Concentration Competencies (0 or 25 credits)

These courses are dependent upon the particular concentration. Please see the course list on each concentration page.

Electives (50 or 25 credits)

Students choosing the competency-based program are to select 10 or five additional courses (based on their concentration) to fulfill the elective requirement. Students may choose courses from General Education, BS in Health Studies, or other Walden bachelor’s degree programs. Elective credits should total 50 or 25 to meet the program requirements.

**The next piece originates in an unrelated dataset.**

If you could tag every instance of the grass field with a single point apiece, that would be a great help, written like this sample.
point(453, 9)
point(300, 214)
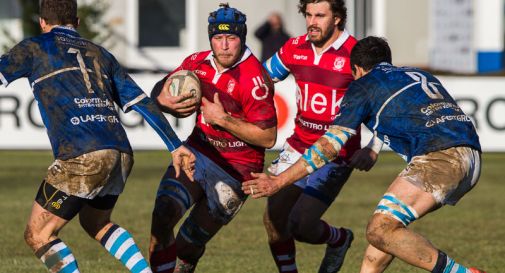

Students may also be eligible to transfer previous credit to meet their elective requirements.

Capstone Competencies (5 credits)

  • CS4001 Professional Standards
    Analyze health knowledge as it applies to professional skills and responsibilities.
  • CS4002 Professional Development
    Apply communication skills related to professional development.
  • CS4003 Annotated Bibliography
    Evaluate evidence-based resources relating to selected health issues and professional standards.
  • CS4004 Communication Skills
    Apply communication skills to selected health issues and professional standards.
  • CS4005 Social Change
    Apply social change concepts to a selected health issue.

Note on Curriculum

In an effort to ensure competencies are kept up to date and relevant to meet the learning outcomes of the program, the number and subject matter of individual competencies needed to satisfy program course requirements may change. However, program outcomes and the number and subject matter of courses will not be impacted. As a result, the required competencies listed in a student’s individual learning plan may differ from what is currently listed in the catalog.